Peacock is just one of the women who are part of the Timeless Project — a website that features the stories and lives of 10 women who refuse to let age slow them down. It's aimed at changing assumptions and celebrating the beauty of women in their 70s and 80s.
'We are using an old playbook'
If there is a perception that newer is better, younger is more beautiful and faster is best, it is because "we are using an old playbook," said Michelle Pannor Silver, a professor of gerontology at the University of Toronto.
It's something Silver says many companies and our culture need to re-evaluate.
"There's just so much money that's been poured into the advertising of these sorts of ideals and I think they've gone largely unquestioned."
Ironically, the Timeless Project was conceived by a millennial, Nethmie Hetti, 25, who thinks it's time to question those ideals.
Hetti works in advertising and noticed brands were ignoring older generations of women, assuming perhaps that after 65, women trade in their lives for knitting needles. But Hetti found the opposite. Yes, there are many women happy with a quieter life during the later stages of life, but not all of them are.

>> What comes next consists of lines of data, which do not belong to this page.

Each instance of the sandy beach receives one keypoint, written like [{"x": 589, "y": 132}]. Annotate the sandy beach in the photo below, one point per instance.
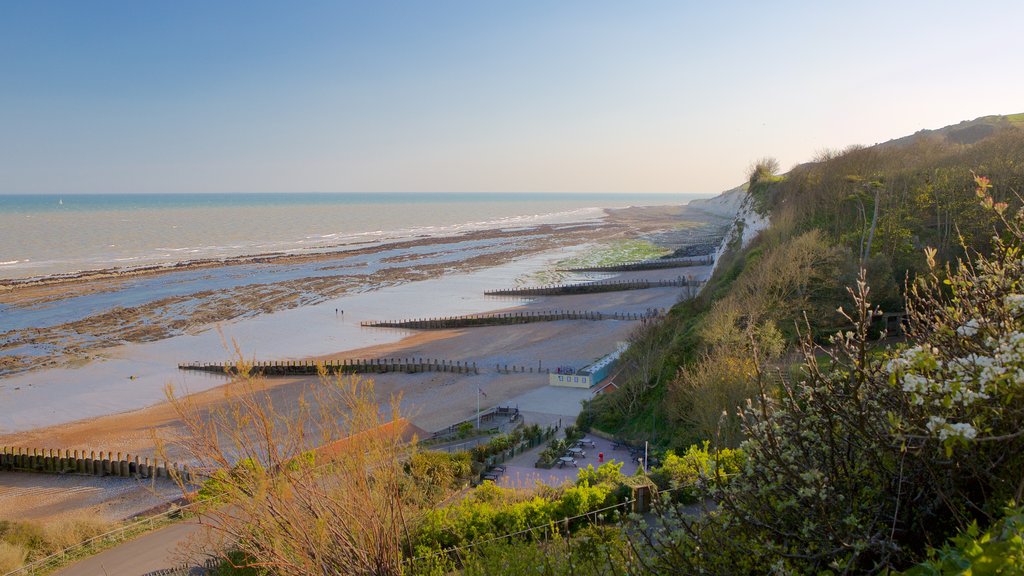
[{"x": 286, "y": 330}]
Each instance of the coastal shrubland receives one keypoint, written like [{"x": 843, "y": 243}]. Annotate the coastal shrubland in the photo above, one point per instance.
[
  {"x": 797, "y": 435},
  {"x": 23, "y": 541}
]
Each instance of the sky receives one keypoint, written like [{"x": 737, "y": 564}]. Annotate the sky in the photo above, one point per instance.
[{"x": 591, "y": 95}]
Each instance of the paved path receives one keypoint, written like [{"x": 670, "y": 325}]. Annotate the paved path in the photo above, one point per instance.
[{"x": 150, "y": 552}]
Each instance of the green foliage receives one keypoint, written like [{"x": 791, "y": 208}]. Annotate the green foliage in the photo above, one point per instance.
[
  {"x": 224, "y": 483},
  {"x": 690, "y": 472},
  {"x": 607, "y": 474},
  {"x": 517, "y": 439},
  {"x": 997, "y": 550},
  {"x": 489, "y": 510}
]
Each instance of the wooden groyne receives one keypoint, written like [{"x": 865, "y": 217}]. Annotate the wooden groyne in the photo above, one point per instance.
[
  {"x": 660, "y": 263},
  {"x": 88, "y": 463},
  {"x": 309, "y": 367},
  {"x": 593, "y": 287},
  {"x": 504, "y": 319}
]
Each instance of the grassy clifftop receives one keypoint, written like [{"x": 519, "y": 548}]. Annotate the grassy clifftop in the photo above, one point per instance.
[{"x": 876, "y": 208}]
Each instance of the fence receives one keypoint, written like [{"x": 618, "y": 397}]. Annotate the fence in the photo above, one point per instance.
[
  {"x": 69, "y": 461},
  {"x": 102, "y": 541},
  {"x": 592, "y": 287},
  {"x": 499, "y": 411},
  {"x": 308, "y": 367},
  {"x": 501, "y": 319},
  {"x": 647, "y": 264}
]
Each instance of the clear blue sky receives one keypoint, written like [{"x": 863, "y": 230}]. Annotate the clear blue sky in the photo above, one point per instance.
[{"x": 477, "y": 95}]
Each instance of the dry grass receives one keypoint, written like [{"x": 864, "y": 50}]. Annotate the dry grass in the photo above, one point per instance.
[
  {"x": 23, "y": 540},
  {"x": 11, "y": 557}
]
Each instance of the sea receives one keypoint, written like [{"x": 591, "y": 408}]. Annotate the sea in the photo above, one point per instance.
[{"x": 45, "y": 235}]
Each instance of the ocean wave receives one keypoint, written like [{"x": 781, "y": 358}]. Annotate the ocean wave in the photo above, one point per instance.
[{"x": 132, "y": 254}]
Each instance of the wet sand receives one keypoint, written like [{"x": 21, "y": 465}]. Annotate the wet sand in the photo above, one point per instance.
[{"x": 433, "y": 400}]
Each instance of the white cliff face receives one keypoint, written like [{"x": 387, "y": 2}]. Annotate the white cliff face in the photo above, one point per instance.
[{"x": 748, "y": 223}]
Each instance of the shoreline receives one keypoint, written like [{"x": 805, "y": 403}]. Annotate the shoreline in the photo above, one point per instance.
[
  {"x": 432, "y": 401},
  {"x": 116, "y": 379}
]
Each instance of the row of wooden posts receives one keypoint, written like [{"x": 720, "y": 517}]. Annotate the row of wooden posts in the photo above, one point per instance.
[
  {"x": 87, "y": 463},
  {"x": 502, "y": 319},
  {"x": 306, "y": 367},
  {"x": 592, "y": 287},
  {"x": 646, "y": 264}
]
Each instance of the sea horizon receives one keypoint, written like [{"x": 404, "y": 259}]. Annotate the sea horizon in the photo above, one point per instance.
[{"x": 45, "y": 235}]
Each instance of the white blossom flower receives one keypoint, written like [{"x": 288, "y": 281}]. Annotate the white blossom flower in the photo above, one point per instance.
[{"x": 970, "y": 328}]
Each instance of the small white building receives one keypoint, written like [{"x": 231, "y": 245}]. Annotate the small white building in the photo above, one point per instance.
[{"x": 590, "y": 375}]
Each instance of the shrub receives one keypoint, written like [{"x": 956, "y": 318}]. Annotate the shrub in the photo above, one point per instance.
[{"x": 11, "y": 557}]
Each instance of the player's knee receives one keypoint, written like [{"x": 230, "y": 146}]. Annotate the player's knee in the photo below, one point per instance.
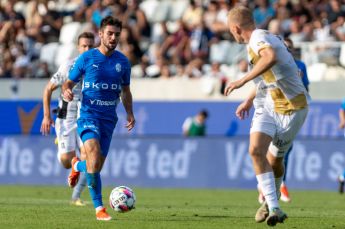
[
  {"x": 94, "y": 165},
  {"x": 66, "y": 159},
  {"x": 256, "y": 151}
]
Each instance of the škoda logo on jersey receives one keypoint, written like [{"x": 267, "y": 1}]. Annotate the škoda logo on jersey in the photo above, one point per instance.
[{"x": 102, "y": 86}]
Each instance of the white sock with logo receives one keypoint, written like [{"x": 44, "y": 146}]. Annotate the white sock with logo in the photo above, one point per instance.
[
  {"x": 268, "y": 187},
  {"x": 98, "y": 208},
  {"x": 278, "y": 181}
]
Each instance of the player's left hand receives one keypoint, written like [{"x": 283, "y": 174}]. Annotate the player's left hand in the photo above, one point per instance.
[
  {"x": 130, "y": 122},
  {"x": 232, "y": 86}
]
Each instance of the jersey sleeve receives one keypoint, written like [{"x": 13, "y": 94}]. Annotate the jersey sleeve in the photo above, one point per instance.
[
  {"x": 343, "y": 104},
  {"x": 259, "y": 41},
  {"x": 186, "y": 124},
  {"x": 126, "y": 78},
  {"x": 77, "y": 70},
  {"x": 61, "y": 75}
]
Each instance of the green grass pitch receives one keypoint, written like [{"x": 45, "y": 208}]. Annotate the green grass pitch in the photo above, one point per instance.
[{"x": 48, "y": 207}]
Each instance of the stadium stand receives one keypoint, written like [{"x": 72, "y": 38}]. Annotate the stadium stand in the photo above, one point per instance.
[{"x": 170, "y": 38}]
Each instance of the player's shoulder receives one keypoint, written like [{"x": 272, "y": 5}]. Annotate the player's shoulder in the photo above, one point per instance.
[
  {"x": 260, "y": 33},
  {"x": 120, "y": 55},
  {"x": 300, "y": 63},
  {"x": 88, "y": 54}
]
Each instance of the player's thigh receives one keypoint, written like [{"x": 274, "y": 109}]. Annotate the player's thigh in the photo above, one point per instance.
[
  {"x": 261, "y": 132},
  {"x": 288, "y": 128},
  {"x": 66, "y": 136},
  {"x": 106, "y": 136}
]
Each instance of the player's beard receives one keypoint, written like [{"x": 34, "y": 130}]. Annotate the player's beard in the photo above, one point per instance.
[{"x": 109, "y": 46}]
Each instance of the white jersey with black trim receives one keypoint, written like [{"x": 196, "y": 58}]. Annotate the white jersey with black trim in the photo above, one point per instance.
[
  {"x": 70, "y": 108},
  {"x": 284, "y": 90}
]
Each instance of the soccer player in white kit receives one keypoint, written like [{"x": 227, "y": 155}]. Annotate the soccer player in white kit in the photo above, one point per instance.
[
  {"x": 280, "y": 111},
  {"x": 67, "y": 114}
]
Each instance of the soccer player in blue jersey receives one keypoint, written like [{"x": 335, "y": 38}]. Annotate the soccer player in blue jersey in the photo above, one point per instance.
[{"x": 106, "y": 79}]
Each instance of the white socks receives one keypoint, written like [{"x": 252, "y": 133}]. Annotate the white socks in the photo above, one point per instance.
[
  {"x": 268, "y": 184},
  {"x": 75, "y": 166},
  {"x": 278, "y": 182},
  {"x": 98, "y": 208}
]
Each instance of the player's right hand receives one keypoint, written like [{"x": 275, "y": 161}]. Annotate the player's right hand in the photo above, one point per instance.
[
  {"x": 67, "y": 95},
  {"x": 243, "y": 109},
  {"x": 45, "y": 126}
]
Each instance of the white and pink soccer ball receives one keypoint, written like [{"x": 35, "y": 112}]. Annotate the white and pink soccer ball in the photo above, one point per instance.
[{"x": 122, "y": 199}]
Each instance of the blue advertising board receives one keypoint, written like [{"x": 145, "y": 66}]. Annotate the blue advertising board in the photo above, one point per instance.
[
  {"x": 166, "y": 118},
  {"x": 173, "y": 162}
]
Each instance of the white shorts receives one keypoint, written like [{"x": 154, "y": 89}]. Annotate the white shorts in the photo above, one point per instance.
[
  {"x": 68, "y": 138},
  {"x": 282, "y": 128}
]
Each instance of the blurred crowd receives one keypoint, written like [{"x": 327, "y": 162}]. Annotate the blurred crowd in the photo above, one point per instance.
[{"x": 190, "y": 40}]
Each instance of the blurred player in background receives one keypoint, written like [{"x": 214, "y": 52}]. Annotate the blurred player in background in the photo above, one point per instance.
[
  {"x": 195, "y": 126},
  {"x": 284, "y": 110},
  {"x": 106, "y": 73},
  {"x": 341, "y": 178},
  {"x": 67, "y": 112},
  {"x": 285, "y": 197}
]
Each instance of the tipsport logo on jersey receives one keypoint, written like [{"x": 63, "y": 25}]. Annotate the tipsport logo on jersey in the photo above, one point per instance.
[{"x": 102, "y": 86}]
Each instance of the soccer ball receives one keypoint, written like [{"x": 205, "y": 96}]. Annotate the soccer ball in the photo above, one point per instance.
[{"x": 122, "y": 199}]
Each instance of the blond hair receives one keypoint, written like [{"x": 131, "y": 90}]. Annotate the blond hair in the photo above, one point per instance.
[{"x": 242, "y": 16}]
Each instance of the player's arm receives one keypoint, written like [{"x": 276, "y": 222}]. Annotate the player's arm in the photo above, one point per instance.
[
  {"x": 67, "y": 93},
  {"x": 127, "y": 100},
  {"x": 341, "y": 118},
  {"x": 74, "y": 76},
  {"x": 266, "y": 61},
  {"x": 243, "y": 109},
  {"x": 47, "y": 120},
  {"x": 186, "y": 126}
]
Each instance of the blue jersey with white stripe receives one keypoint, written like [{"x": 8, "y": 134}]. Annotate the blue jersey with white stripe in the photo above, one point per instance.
[{"x": 103, "y": 78}]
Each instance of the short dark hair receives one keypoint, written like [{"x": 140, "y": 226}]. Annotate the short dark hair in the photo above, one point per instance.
[
  {"x": 109, "y": 20},
  {"x": 87, "y": 35}
]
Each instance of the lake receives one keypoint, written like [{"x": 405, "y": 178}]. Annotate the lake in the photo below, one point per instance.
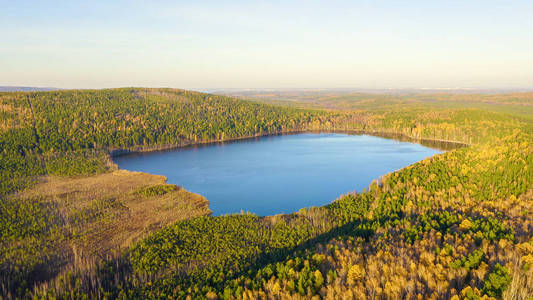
[{"x": 278, "y": 174}]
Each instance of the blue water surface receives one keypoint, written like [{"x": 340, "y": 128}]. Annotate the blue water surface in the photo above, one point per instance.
[{"x": 278, "y": 174}]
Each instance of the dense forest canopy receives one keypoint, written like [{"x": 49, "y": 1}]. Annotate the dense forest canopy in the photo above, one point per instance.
[{"x": 456, "y": 225}]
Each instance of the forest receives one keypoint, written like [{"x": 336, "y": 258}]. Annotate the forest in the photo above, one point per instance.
[{"x": 458, "y": 225}]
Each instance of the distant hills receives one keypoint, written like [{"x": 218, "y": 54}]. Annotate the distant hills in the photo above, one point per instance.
[{"x": 25, "y": 89}]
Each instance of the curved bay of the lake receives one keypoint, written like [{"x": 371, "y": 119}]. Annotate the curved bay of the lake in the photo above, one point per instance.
[{"x": 278, "y": 174}]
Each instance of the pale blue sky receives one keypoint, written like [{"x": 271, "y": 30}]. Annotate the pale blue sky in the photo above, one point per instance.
[{"x": 267, "y": 44}]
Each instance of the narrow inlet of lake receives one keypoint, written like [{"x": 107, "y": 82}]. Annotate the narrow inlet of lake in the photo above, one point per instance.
[{"x": 278, "y": 174}]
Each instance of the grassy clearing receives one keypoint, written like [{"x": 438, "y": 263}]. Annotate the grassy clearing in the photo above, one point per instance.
[{"x": 76, "y": 221}]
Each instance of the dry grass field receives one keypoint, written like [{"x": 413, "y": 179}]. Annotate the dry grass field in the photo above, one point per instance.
[{"x": 101, "y": 215}]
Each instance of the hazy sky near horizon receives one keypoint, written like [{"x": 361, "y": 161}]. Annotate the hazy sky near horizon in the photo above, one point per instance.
[{"x": 267, "y": 44}]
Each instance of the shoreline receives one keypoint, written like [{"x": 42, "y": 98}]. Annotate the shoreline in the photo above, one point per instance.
[{"x": 389, "y": 135}]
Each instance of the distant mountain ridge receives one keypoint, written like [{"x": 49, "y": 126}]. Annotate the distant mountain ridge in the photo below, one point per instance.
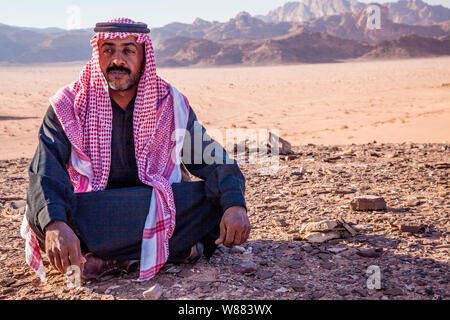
[
  {"x": 310, "y": 9},
  {"x": 340, "y": 33},
  {"x": 413, "y": 12}
]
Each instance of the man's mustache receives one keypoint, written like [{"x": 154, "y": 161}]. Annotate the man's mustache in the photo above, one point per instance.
[{"x": 118, "y": 68}]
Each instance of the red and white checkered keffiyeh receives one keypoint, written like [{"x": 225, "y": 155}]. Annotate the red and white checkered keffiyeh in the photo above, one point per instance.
[{"x": 85, "y": 112}]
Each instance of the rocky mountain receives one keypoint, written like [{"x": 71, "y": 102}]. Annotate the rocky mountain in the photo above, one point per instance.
[
  {"x": 417, "y": 12},
  {"x": 25, "y": 45},
  {"x": 243, "y": 26},
  {"x": 251, "y": 40},
  {"x": 301, "y": 46},
  {"x": 353, "y": 25},
  {"x": 310, "y": 9},
  {"x": 413, "y": 12}
]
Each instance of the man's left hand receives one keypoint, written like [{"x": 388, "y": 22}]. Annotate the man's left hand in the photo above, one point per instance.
[{"x": 234, "y": 227}]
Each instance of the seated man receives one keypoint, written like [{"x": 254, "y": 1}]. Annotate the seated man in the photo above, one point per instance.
[{"x": 105, "y": 181}]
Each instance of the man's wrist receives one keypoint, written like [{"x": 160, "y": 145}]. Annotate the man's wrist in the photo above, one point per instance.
[{"x": 54, "y": 225}]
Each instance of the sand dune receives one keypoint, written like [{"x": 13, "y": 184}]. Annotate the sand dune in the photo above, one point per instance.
[{"x": 354, "y": 102}]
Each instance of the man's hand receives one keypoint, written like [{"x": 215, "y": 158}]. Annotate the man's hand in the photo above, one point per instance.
[
  {"x": 62, "y": 247},
  {"x": 234, "y": 227}
]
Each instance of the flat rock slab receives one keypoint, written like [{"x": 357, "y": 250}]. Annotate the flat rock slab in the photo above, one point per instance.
[
  {"x": 321, "y": 226},
  {"x": 368, "y": 203},
  {"x": 319, "y": 237}
]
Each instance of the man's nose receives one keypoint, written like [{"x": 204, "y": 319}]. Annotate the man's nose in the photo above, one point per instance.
[{"x": 118, "y": 58}]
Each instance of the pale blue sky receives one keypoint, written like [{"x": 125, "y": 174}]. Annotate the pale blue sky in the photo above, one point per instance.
[{"x": 156, "y": 13}]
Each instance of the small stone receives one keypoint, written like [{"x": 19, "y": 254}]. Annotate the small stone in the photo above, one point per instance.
[
  {"x": 174, "y": 270},
  {"x": 246, "y": 267},
  {"x": 154, "y": 293},
  {"x": 237, "y": 249},
  {"x": 411, "y": 228},
  {"x": 337, "y": 249},
  {"x": 394, "y": 292},
  {"x": 319, "y": 237},
  {"x": 264, "y": 275},
  {"x": 321, "y": 226},
  {"x": 343, "y": 292},
  {"x": 307, "y": 247},
  {"x": 361, "y": 292},
  {"x": 370, "y": 253},
  {"x": 317, "y": 295},
  {"x": 442, "y": 165},
  {"x": 368, "y": 203},
  {"x": 298, "y": 286},
  {"x": 324, "y": 256},
  {"x": 429, "y": 291}
]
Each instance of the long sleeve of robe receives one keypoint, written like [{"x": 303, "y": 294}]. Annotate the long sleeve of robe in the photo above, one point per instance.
[{"x": 50, "y": 195}]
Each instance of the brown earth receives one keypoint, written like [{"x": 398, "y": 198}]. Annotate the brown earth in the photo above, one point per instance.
[{"x": 317, "y": 183}]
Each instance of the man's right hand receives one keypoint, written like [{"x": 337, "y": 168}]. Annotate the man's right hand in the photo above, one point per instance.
[{"x": 62, "y": 247}]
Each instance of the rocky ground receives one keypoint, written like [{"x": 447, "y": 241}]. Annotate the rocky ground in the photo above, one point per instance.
[{"x": 317, "y": 183}]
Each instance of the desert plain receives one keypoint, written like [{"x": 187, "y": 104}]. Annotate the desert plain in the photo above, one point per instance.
[{"x": 357, "y": 128}]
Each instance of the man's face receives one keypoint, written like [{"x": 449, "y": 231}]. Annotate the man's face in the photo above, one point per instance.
[{"x": 121, "y": 61}]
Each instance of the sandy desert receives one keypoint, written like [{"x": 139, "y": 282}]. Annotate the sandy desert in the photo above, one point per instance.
[{"x": 357, "y": 128}]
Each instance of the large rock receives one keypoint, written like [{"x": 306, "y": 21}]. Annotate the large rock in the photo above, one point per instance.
[
  {"x": 154, "y": 293},
  {"x": 319, "y": 237},
  {"x": 368, "y": 203}
]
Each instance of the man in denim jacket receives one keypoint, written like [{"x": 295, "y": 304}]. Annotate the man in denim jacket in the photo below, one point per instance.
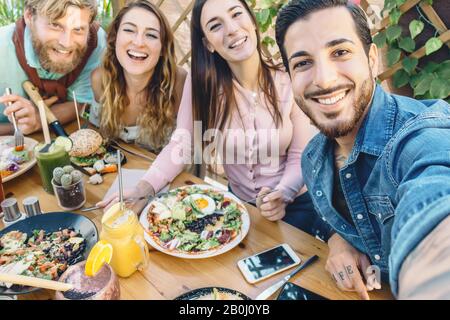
[{"x": 379, "y": 171}]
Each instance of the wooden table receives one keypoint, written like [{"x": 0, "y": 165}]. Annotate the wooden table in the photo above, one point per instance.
[{"x": 167, "y": 277}]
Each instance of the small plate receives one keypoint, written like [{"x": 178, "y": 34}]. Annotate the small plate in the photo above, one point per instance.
[
  {"x": 24, "y": 167},
  {"x": 51, "y": 222},
  {"x": 209, "y": 253},
  {"x": 202, "y": 292}
]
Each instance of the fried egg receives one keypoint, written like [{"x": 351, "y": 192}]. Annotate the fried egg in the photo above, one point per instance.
[{"x": 204, "y": 203}]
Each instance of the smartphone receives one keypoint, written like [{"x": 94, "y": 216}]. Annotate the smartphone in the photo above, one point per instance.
[
  {"x": 267, "y": 263},
  {"x": 292, "y": 291}
]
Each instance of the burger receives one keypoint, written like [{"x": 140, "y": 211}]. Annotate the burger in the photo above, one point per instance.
[{"x": 87, "y": 147}]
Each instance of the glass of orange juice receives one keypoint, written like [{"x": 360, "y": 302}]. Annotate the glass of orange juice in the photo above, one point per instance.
[{"x": 121, "y": 228}]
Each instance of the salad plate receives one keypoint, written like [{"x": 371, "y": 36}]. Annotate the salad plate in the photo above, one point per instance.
[{"x": 195, "y": 222}]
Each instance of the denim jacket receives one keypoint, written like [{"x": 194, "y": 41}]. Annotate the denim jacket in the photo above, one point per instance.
[{"x": 396, "y": 180}]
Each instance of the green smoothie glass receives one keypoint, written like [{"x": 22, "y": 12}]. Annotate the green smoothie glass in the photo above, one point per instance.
[{"x": 56, "y": 156}]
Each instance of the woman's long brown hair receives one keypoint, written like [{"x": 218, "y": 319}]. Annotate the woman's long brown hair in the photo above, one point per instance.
[
  {"x": 213, "y": 98},
  {"x": 158, "y": 118}
]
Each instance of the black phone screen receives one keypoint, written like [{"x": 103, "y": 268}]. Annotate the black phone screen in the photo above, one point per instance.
[
  {"x": 292, "y": 291},
  {"x": 268, "y": 262}
]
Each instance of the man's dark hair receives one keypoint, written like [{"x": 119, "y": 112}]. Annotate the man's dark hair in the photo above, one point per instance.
[{"x": 301, "y": 9}]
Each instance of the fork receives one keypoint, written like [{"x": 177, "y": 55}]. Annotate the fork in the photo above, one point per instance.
[{"x": 19, "y": 140}]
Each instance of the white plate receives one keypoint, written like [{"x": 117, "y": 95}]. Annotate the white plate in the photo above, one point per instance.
[
  {"x": 24, "y": 167},
  {"x": 210, "y": 253}
]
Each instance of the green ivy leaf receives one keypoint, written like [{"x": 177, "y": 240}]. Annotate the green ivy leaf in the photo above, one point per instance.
[
  {"x": 415, "y": 28},
  {"x": 407, "y": 44},
  {"x": 410, "y": 64},
  {"x": 432, "y": 45},
  {"x": 394, "y": 16},
  {"x": 414, "y": 79},
  {"x": 423, "y": 84},
  {"x": 400, "y": 78},
  {"x": 439, "y": 89},
  {"x": 380, "y": 39},
  {"x": 431, "y": 67},
  {"x": 393, "y": 32},
  {"x": 389, "y": 5},
  {"x": 264, "y": 15},
  {"x": 444, "y": 70},
  {"x": 393, "y": 56}
]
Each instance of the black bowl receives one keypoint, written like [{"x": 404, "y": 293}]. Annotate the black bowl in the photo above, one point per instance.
[
  {"x": 51, "y": 222},
  {"x": 197, "y": 293}
]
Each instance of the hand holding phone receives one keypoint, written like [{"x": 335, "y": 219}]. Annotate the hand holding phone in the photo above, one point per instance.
[
  {"x": 268, "y": 263},
  {"x": 292, "y": 291}
]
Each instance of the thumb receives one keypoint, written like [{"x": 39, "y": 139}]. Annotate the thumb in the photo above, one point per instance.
[
  {"x": 51, "y": 101},
  {"x": 264, "y": 191}
]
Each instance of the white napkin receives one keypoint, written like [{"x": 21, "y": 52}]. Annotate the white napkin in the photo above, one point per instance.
[{"x": 130, "y": 177}]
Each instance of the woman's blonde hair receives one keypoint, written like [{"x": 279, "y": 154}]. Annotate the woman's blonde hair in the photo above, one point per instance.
[
  {"x": 158, "y": 118},
  {"x": 56, "y": 9}
]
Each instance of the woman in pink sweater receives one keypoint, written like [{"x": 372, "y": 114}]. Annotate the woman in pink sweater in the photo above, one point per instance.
[{"x": 244, "y": 104}]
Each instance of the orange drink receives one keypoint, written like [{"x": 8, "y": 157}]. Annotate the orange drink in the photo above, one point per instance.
[{"x": 123, "y": 231}]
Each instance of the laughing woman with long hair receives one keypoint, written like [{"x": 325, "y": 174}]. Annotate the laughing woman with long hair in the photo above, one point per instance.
[
  {"x": 139, "y": 85},
  {"x": 245, "y": 104}
]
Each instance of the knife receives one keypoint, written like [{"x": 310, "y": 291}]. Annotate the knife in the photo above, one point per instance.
[
  {"x": 52, "y": 121},
  {"x": 273, "y": 288},
  {"x": 149, "y": 198}
]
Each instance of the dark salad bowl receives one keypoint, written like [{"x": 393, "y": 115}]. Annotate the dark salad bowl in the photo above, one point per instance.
[{"x": 51, "y": 222}]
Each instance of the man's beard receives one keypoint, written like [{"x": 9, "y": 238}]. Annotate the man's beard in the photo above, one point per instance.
[
  {"x": 341, "y": 129},
  {"x": 43, "y": 52}
]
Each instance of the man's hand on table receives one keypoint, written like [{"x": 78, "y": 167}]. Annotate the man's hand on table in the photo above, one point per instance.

65-year-old trekked in the Himalayas, became pilot
Take Lynda Noppe, for example.
At 81, she encourages people to seize every opportunity, understanding "that fear is the thief of dreams," the Timeless Project website says.
At 65, Noppe trekked to Kala Patthar mountain, 1,000 feet above the base camp at Mount Everest and the viewpoint for the world's tallest mountain. Three years later, she earned her pilot's licence.
Sitting at a makeup table, with a bright yellow blazer and art-deco-style earrings dangling from her ears, she explains in the website video that becoming a pilot "took me a long time. You have to learn a lot, engines, airframes, navigation meteorology, all that."
"You always have to be learning," says Ramie Veerapann. Recently, the 85-year old-joined a line dancing class.
"Some people accept the mantle of an 'old person,' but you don't have to give up," she says.
Veerapan's thinking was instilled in her by her father growing up apartheid South Africa.
"I'm going to my dance class, there's so much to be offered [in this life]."
'We're going to see some shifts'
Silver, the U of T professor who studies aging, warns society is making assumptions based on old demographic trends and is "not recognizing that now ... life expectancy is significantly longer than it was.
"So I think we're going to see some shifts. It's just a matter of time and a matter of cultural norms catching up to demographic changes."
For the first time in Canadian history, "there are now more people over 65 than there are under 15," Silver says. The combined advances in health care and a drop in birth rates are among the major causes.
Hetti hopes the website will fuel a conversation about what it means to age, and what is considered beautiful.
And the timing is right on point, says Silver.
"I think we are starting to see that shift that people who were invisible are becoming more visible."